Many breweries only brought their flagship beers. This would be a great idea if the people who went to beer festivals were casual drinkers, but all the attendees I met were beer geeks, and many expressed disappointment in the selection. For example, New Belgium could have packed in a few cool, funky beers (see: their Lips of Faith series, mentioned below), but they brought Fat Tire and two other staples. Same goes for one of my favorites, Deschutes. They showed up with Mirror Pond and Black Butte Porter, two beers you can usually find at Wal-Mart. Alaskan brought their White and their Amber. And so on. I’m not saying these beers are bad — in fact I semi-regularly enjoy most of them — but I didn’t pay forty bucks to drink 4-ounce shots of something I could buy for seven dollars a six-pack at Safeway.

A handful of breweries came prepared. The Lost Abbey and Port Brewing shared a booth (they also share a set of owners), and each brought at least three or four beers. One Lost Abbey beer, a Saison named Carnivale, was particularly tasty — a solid representation of the spicy Belgian style. Some other breweries also had good beers, but, as I said before, I was a little bored overall. Except when a guy wearing lederhosen and a fake mustache challenged Ryan to a leg wrestling match. That was entertaining in a fever dream sort of way.

Remember what I said about having more fun before and after the festival? We got to Flagstaff a few hours early and went to Beaver Street Brewpub to watch the World Cup game. I had their Railhead Red, which was a well-balanced ale with just a touch of bitterness behind the sweet, crisp malt and, buried between them, a hint of smokiness that startled me. They also had an outstanding seasonal porter. After downing a delicious beer or two, feasting on a barbecue chicken pizza, and enjoying the World Cup buzz that was electrifying the pub (we left for the festival after the U.S. team scored its only goal), we headed for Made in the Shade. Ironically, I noticed very little shade. I mostly saw people who looked like lobsters.

After the beer fest, we wandered around downtown Flagstaff for a while, listening to some musicians performing street-side and eventually finding a beer and coffee store called Pay ‘n Take. We bought a 12-pack of Full Sail’s Session Black, bombers of Lagunitas Lucky 13 and New Belgium’s La Folie, and a 750 milliliter bottle of Chimay Blue. Then we brought them back to the motel and played Halo on the slowest high-speed internet connection I’ve ever seen. At first the lag was frustrating; as we drank, however, it became more and more hilarious. Enemies would disappear and reappear in front of us; they’d run through walls and somehow pistol whip us from 100 yards away. Several times, when I pressed the “chuck grenade” button, my character performed his throwing animation without remembering to grab a grenade first, sending a ball of nothing flying through the air. It was like gaming inside a 20-year-old dryer as it rumbled across the floor.

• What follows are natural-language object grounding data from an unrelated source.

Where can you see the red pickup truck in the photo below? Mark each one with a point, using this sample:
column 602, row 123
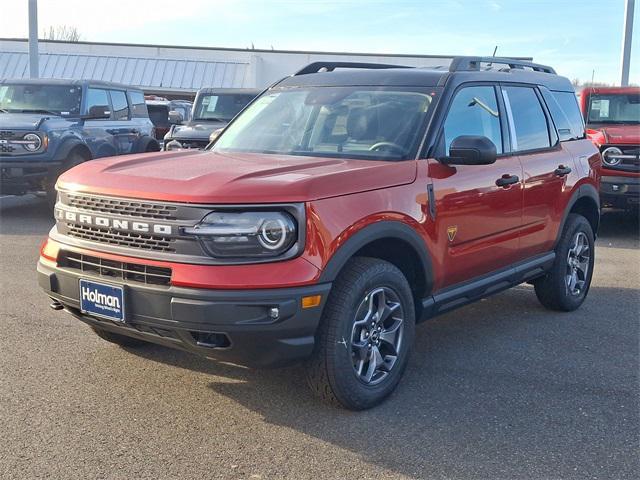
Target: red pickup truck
column 340, row 208
column 612, row 117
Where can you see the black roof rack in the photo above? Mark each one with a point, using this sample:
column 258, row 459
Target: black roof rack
column 462, row 64
column 315, row 67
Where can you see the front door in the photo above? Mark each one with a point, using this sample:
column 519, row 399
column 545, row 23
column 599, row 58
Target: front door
column 478, row 207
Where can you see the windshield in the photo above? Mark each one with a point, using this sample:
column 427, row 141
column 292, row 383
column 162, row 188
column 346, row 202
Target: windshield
column 376, row 123
column 52, row 99
column 614, row 108
column 220, row 107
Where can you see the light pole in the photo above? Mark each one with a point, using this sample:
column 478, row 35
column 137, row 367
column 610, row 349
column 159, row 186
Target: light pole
column 626, row 42
column 33, row 39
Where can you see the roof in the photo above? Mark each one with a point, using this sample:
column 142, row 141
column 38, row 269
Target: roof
column 229, row 91
column 621, row 90
column 63, row 81
column 147, row 73
column 422, row 77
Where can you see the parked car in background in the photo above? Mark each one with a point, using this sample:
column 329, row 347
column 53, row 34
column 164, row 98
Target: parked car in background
column 213, row 109
column 49, row 126
column 160, row 112
column 612, row 116
column 335, row 212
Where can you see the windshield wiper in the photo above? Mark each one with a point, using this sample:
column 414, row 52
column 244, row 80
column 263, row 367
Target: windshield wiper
column 40, row 110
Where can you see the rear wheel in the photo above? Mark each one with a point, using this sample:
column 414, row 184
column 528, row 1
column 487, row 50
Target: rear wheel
column 121, row 340
column 365, row 336
column 566, row 286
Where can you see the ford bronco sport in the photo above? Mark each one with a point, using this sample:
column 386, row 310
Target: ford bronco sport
column 612, row 115
column 49, row 126
column 340, row 208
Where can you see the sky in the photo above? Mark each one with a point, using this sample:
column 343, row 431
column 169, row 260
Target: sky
column 577, row 38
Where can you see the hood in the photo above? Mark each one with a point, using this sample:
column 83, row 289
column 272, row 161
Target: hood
column 211, row 177
column 616, row 134
column 196, row 130
column 22, row 121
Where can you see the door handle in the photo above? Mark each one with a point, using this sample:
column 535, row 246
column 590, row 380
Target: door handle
column 507, row 180
column 561, row 171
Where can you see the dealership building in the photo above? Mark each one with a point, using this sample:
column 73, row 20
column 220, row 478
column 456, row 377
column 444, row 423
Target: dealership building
column 175, row 70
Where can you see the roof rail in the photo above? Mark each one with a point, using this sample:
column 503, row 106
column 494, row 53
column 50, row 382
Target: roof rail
column 461, row 64
column 315, row 67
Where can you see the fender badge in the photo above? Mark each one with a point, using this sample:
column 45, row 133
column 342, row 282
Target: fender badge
column 451, row 232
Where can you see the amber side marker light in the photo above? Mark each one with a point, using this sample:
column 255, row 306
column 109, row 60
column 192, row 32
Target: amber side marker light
column 48, row 251
column 311, row 301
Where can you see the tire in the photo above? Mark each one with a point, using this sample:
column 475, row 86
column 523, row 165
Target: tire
column 75, row 158
column 121, row 340
column 340, row 369
column 574, row 252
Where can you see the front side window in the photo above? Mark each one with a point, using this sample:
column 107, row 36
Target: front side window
column 344, row 122
column 32, row 98
column 614, row 108
column 530, row 130
column 220, row 107
column 120, row 105
column 97, row 97
column 474, row 111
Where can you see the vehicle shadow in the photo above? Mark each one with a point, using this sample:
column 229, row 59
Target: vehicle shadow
column 485, row 387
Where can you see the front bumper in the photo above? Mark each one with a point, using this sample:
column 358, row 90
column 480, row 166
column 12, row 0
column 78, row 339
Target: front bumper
column 228, row 325
column 620, row 192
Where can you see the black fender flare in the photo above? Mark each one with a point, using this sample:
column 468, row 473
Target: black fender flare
column 387, row 229
column 586, row 190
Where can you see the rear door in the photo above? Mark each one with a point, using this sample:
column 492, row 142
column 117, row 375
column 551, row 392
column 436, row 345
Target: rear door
column 122, row 128
column 98, row 133
column 477, row 221
column 547, row 167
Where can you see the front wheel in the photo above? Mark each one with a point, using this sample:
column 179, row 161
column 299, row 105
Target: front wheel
column 365, row 335
column 566, row 285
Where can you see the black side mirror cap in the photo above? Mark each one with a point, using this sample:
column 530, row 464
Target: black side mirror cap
column 471, row 150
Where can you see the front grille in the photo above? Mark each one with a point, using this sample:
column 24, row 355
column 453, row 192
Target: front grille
column 133, row 272
column 122, row 207
column 123, row 239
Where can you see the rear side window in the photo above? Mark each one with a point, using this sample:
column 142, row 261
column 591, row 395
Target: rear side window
column 529, row 130
column 97, row 97
column 120, row 105
column 138, row 107
column 473, row 111
column 566, row 115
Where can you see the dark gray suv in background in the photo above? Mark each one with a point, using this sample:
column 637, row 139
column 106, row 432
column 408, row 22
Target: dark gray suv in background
column 213, row 109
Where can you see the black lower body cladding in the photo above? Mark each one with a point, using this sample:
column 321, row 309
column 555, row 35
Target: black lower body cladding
column 256, row 328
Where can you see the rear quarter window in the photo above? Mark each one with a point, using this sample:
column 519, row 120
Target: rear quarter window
column 138, row 106
column 565, row 113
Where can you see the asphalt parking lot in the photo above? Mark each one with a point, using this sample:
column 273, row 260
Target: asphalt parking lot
column 499, row 389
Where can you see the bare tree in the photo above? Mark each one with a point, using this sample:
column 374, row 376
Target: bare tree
column 67, row 33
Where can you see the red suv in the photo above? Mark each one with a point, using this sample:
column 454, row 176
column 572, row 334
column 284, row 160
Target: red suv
column 612, row 115
column 344, row 205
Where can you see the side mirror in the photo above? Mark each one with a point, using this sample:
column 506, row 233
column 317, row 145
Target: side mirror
column 471, row 150
column 175, row 117
column 215, row 134
column 98, row 112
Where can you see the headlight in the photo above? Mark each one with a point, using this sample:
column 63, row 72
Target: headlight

Thankfully the dryer was filled with beer! Wait — would that make it a washing machine? Whatever. The beers were good. Lucky 13 was spectacularly hoppy; the Session Black was smoky, smooth, and drinkable; and Chimay was great, as usual. But the real surprise was La Folie, a Flanders red ale that smelled as funky as it tasted: like tart cherries, dry oak, and a hint of vinegar. That probably doesn’t sound great to most of you; in my opinion, Flanders Reds are one of the hardest beer styles to “get.” But all those odd flavors came together pleasantly, melting on the tongue like sour candy. I loved it — although at $15 a bottle (almost my entire weekend beer allowance) I probably won’t buy it again soon.

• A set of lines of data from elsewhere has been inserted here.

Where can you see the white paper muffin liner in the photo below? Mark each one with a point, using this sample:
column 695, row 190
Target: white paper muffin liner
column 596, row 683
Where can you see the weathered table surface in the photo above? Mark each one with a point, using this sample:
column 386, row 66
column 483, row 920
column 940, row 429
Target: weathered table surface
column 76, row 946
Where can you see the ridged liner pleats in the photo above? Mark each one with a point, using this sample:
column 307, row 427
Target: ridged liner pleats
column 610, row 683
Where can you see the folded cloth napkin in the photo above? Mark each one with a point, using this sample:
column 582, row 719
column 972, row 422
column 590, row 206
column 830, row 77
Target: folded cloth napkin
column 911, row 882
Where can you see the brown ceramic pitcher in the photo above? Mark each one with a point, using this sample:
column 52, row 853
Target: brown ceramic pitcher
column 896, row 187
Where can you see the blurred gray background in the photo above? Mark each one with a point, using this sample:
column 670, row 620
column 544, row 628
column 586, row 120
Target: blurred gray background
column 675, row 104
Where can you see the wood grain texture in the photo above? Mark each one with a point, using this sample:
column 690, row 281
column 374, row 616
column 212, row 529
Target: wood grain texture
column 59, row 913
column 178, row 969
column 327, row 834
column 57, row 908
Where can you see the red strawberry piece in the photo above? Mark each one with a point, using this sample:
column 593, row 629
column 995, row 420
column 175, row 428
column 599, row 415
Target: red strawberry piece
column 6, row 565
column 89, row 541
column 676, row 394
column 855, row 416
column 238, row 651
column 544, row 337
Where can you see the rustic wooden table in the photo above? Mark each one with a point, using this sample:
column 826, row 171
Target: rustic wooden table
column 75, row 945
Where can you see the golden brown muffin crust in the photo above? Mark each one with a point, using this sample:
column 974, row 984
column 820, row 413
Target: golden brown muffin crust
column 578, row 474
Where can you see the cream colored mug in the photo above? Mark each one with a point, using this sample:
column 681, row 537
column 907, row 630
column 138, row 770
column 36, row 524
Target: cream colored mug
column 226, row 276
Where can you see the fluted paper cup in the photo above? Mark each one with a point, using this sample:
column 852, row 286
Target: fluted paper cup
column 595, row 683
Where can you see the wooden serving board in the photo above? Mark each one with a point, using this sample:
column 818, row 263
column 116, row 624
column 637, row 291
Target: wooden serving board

So this beer fest was less impressive than the last one, but still fun. I particularly enjoyed the pre- and post-game entertainment, but the festival itself introduced me to some good beers and more than a few interesting people.

P.S. – I’d like to remind everyone to drink responsibly, especially at beer festivals. The small samples can sneak up on you.

4 Responses to “Made in the Shade Festival Report”
  1. Ben says:

    I have to skip beerfests this year. It’s very sad. Sorry yours was lacking. That is the bwallz.

    At least Pepsi now encourages drunk driving, though.

  2. Shawn says:

    I love flagstaff…too bad about the festival though.